Ce travail d’harmonisation a contribué à garantir une cohérence imparable, à donner une colonne vertébrale à l’ensemble ; aussi bien au niveau du contenu que de son aspect visuel, voire de l’expérience ou de l’usage induits. Ainsi, certains textes ont été revus, réécrits ou ajoutés, pour coller davantage à la vision fluide, vivante et ancrée du projet. Car le texte, lui aussi, est vu avant d’être lu : les lettres sont des formes visuelles, elles guident par la structure qui les sous-tend, par leur signification et la façon dont elles sont assemblées, par le rythme du phrasé, par la ponctuation, etc.
De même, pour le papier choisi parmi les maigres options de la plateforme d’auto-édition, il répond à l’intention de faire de ce livre un cahier de réflexion sur lequel le lecteur peut noter ses impressions et idées – et non un bel ouvrage, à consulter délicatement.
Vanina m’ouvre les portes d’un monde inconnu et non maîtrisé par moi-même, mais qu’elle-même maîtrise parfaitement : le sens et le savoir-faire du texte, du dessin, de l’image, de la mise en page, de l’objet final… Et ça, je ne l’ai jamais expérimenté auparavant.
Pierre Cacoub, auteur de L’entreprise, cet organisme vivant. Essai sur un leadership éveillé
Un processus par essai-erreur « de visu »

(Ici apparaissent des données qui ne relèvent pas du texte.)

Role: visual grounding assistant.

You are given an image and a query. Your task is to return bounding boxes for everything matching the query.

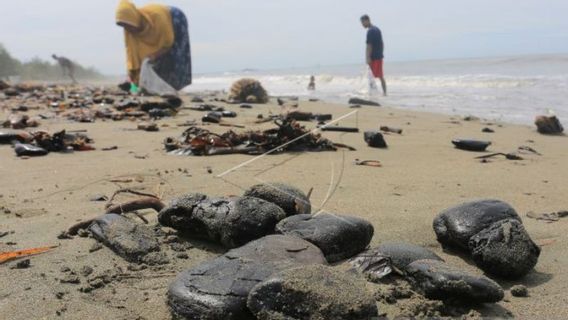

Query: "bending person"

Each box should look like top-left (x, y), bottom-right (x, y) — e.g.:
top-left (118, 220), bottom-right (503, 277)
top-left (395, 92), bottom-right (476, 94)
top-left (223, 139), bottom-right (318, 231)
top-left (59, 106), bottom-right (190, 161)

top-left (51, 54), bottom-right (77, 83)
top-left (116, 0), bottom-right (191, 90)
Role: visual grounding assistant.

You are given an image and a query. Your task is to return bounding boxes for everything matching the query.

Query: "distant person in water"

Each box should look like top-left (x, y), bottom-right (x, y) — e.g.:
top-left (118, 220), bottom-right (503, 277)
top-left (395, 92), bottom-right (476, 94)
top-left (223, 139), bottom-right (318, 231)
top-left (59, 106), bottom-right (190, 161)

top-left (308, 76), bottom-right (316, 91)
top-left (361, 15), bottom-right (387, 96)
top-left (116, 0), bottom-right (191, 90)
top-left (51, 54), bottom-right (77, 83)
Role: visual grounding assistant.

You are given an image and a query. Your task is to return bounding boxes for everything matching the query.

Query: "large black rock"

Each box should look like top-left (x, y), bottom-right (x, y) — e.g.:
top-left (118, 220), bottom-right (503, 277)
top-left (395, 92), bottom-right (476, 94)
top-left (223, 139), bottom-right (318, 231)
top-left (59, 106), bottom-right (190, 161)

top-left (168, 235), bottom-right (326, 320)
top-left (276, 213), bottom-right (374, 263)
top-left (469, 219), bottom-right (540, 279)
top-left (406, 260), bottom-right (504, 303)
top-left (378, 242), bottom-right (444, 270)
top-left (225, 234), bottom-right (327, 264)
top-left (349, 98), bottom-right (381, 107)
top-left (158, 194), bottom-right (286, 248)
top-left (247, 265), bottom-right (378, 320)
top-left (434, 200), bottom-right (521, 250)
top-left (89, 214), bottom-right (160, 262)
top-left (244, 183), bottom-right (312, 216)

Au cours de cette mise en œuvre, chacune des propositions visuelles a été testée, discutée, revue à la baisse ou la hausse. Je travaille toujours la conception d’un ouvrage en présence de son auteur pour lui montrer, en temps réel, comment certains choix graphiques et typographiques créent une tout autre impression, façonnent une expérience différente. C’est cette expérience que je partage et transmets, de visu, pour amener l’auteur à prendre conscience des incidences de chaque principe visuel. On dit que le diable se loge dans les détails… Tout en restant fixé sur la vision d’ensemble et le sens – et sans se perdre dans l’insignifiant –, ce sont bien ces subtilités, ces aspérités, qui font la différence et la singularité d’une proposition graphique.
Ces nombreux choix graphiques obéissent donc à une justesse qui s’élabore la main dans la main avec l’auteur, au fur et à mesure et sans idée préconçue, pour aboutir à un ouvrage unique, « qui ne ressemble qu’à lui-même » – car c’est ainsi que Pierre le qualifie. Une relation d’indéfectible confiance s’est nouée au cours de ce processus et le résultat dépasse tout ce que Pierre et l’équipe de BlueRep pouvaient espérer. Le lien est infiniment précieux : lui seul permet de faire corps pour mieux mettre en œuvre.
J’ai fait deux livres dans ma vie : il y en a un qui est banal et il y en a un qui est « intelligent ».
Pierre Cacoub, auteur de L’entreprise, cet organisme vivant. Essai sur un leadership éveillé
*BlueRep est composé de William Lebedel, Bruno du Teilleul, Donovan Hawker et Abdu Gnaba.